Heute gleichen viele Fahrradschuhe eher Skate-Sneakern als Bergstiefeln, was per se nicht schlecht sein muss. Abstriche muss man trotzdem bei vielen Modellen im Test machen. Ausreichend Profil für Klettereien in alpinem Gelände sucht man häufig vergeblich. Die Sohlen sind teilweise nur in Verbindung mit breit abstützenden Pedalkäfigen steif genug für harte Alpen-Anstiege. Vollflächige Kunststoffmaterialien, dick ausgepolstert, lassen die Füße teils im eigenen Saft schmoren.
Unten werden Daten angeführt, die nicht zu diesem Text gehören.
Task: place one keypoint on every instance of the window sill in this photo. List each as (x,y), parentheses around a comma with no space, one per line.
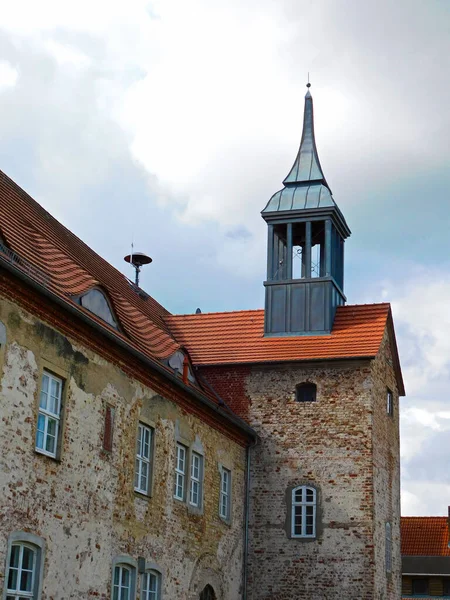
(142,495)
(48,455)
Doch es gibt auch Lichtblicke: Hersteller wie Crankbrothers, Ride Concepts, Scott oder Vaude schaffen es, ihre Schuhe mit Alpen-tauglich profilierten Sohlen auszustatten. Sie finden einen Weg, gute Kraftübertragung mit angenehmen Laufeigenschaften zu verknüpfen, und ihre Schnürsysteme verankern die Füße bombenfest in den MTB-Schuhen. Dagegen hätten bestimmt auch die ersten Alpen-Überquerer ihre klobig-schweren Wanderstiefel eingetauscht.

Klickpedale vs. Flatpedale bei MTB-Schuhen

Stefan Frey, BIKE-Testredakteur: Ganz klar Klickies. Sie haben meist die steifere Sohle und bringen die Kraft besser aufs Pedal, das spart auf langen Touren Körner. Außerdem muss ich nicht ständig nach der optimalen Position auf dem Pedal suchen und kann mich voll auf den Trail konzentrieren. Aktuelle Modelle sind längst keine steifen “Stöckelschuhe” mehr. Griffige Sohlen, angenehme Laufeigenschaften und lässige Optik - Fahrradschuhe mit Klicksystem sind für mich die optimalen Allrounder für lange Touren.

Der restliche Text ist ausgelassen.